Help understanding auth.log entries someone trying root access?

jimdaworm · 12-15-2008, 04:48 AM

Hi everyone,

I have recently setup ssh so I can access my computer from work. I will use keys and disable password based access but have not done so yet. I thought that I had disabled root access but I guess not:

Quote:

Dec 15 08:07:18 debby sshd[9244]: Did not receive identification string from 200
.232.53.58
Dec 15 08:10:45 debby sshd[9251]: pam_unix(sshd:auth): authentication failure; l
ogname= uid=0 euid=0 tty=ssh ruser= rhost=ns1.teleeventos.com.br user=root
Dec 15 08:10:47 debby sshd[9251]: Failed password for root from 200.232.53.58 po
rt 46974 ssh2
Dec 15 08:10:56 debby sshd[9253]: pam_unix(sshd:auth): authentication failure; l
ogname= uid=0 euid=0 tty=ssh ruser= rhost=ns1.teleeventos.com.br user=root
Dec 15 08:10:58 debby sshd[9253]: Failed password for root from 200.232.53.58 po rt 47109 ssh2

Now I have just tested it after setting turning off root access:

Quote:

Dec 15 11:42:14 debby sshd[9802]: reverse mapping checking getaddrinfo for 4.red [88.27.185.4] failed - POSSIBLE BREAK-IN ATTEMPT!
Dec 15 11:42:23 debby sshd[9802]: pam_unix(sshd:auth): authentication failure; logname= uid=0 euid=0 tty=ssh ruser= rhost=88.27.185.4 user=root
Dec 15 11:42:25 debby sshd[9802]: Failed password for root from 88.27.185.4 port 13941 ssh2

So it still lets you think you can log in as root (from a seperate internet connection) and just says access denied?
Also is there anything I can do about this person at 200.232.53.58 trying to access my computer or should I just ignore them?

unSpawn · 12-15-2008, 06:25 AM

Quote:

Originally Posted by jimdaworm

I will use keys and disable password based access but have not done so yet. I thought that I had disabled root access but I guess not

That's a bad thing to do. Luckily you've corrected things. Even if there is no sign of breach, verifying installed package contents and checking logs wouldn't hurt.

Quote:

Originally Posted by jimdaworm

So it still lets you think you can log in as root (from a seperate internet connection) and just says access denied?

Great isn't it?

Quote:

Originally Posted by jimdaworm

Also is there anything I can do about this person at 200.232.53.58 trying to access my computer or should I just ignore them?

If you fancy it you could contact teleeventos.com.br and tell 'em their nameserver might be worth a look at but as usual you shouldn't expect a reply or even thanks. For blocking methods you might want to see http://www.linuxquestions.org/questi...tempts-340366/.

jimdaworm · 12-15-2008, 11:10 AM

Hi unSpawn

Thanks for your comments/info I will check out that link you have sent me.

sundialsvcs · 12-15-2008, 06:35 PM

You should configure your ssh so that it requires digital certificates for authentication and does not allow the use of passwords.

(Be aware that ssh will, by default, "fall back" to less-and-less secure options, allowing access using the least secure strategy available! So you must enable the certificate authentication and disable passwords.)

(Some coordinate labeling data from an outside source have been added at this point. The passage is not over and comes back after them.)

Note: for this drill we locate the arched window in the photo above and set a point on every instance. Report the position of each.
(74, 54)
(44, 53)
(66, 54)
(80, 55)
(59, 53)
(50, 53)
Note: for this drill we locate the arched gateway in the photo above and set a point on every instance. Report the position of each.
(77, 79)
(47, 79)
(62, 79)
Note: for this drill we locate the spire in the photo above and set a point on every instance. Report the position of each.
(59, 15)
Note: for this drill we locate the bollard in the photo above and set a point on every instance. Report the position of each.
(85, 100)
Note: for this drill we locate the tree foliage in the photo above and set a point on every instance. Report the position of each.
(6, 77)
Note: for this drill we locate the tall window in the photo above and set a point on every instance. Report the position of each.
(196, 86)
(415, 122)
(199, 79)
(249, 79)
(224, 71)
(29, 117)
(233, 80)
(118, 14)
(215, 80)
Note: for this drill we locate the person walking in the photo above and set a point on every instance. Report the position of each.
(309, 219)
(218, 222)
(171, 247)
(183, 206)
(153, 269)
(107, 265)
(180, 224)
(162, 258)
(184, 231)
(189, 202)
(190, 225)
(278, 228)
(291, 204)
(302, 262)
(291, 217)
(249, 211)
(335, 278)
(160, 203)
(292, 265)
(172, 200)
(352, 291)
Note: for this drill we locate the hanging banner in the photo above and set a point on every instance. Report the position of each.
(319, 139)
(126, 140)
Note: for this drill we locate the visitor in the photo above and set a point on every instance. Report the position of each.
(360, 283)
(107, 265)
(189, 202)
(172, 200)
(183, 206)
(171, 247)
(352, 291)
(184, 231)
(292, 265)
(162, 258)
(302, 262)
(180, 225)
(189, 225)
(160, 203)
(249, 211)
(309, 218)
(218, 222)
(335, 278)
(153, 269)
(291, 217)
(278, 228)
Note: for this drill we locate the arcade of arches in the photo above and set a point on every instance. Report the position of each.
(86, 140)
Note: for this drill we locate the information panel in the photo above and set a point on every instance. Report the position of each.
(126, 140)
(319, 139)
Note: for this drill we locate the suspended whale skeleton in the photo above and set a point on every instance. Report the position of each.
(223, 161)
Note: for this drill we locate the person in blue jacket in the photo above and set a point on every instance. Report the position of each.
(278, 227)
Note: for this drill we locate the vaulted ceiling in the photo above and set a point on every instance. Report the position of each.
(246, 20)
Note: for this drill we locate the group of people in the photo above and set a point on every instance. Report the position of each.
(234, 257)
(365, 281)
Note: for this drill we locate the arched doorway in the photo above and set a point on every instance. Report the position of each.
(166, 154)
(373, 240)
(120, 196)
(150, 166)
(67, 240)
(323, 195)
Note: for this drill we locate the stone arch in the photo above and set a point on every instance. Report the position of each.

A digital certificate is like an individually-revocable, un-forgeable identification badge. (You can further encrypt the certificate so that a password must be entered to use it.) "Either you have a badge, or you don't." Users who attempt to penetrate your system are turned away without even being offered a password-prompt. You do not need to pay money to get a certificate.

jimdaworm · 12-16-2008, 03:27 AM

@sundialsvcs

I am going to try and set this up today I was already planning on doing it but first had to get all the rest going.

I also found this:
http://centoshacker.com/kabir/securi...denyhosts.html

Its quite interesting as there is a script/program that can automatically blacklist repeated access attempts and even if you choose to enable it share your blacklist and uses a global one, also it lets you use a white-list so for example your work IP doesn't accidentally get blacklisted.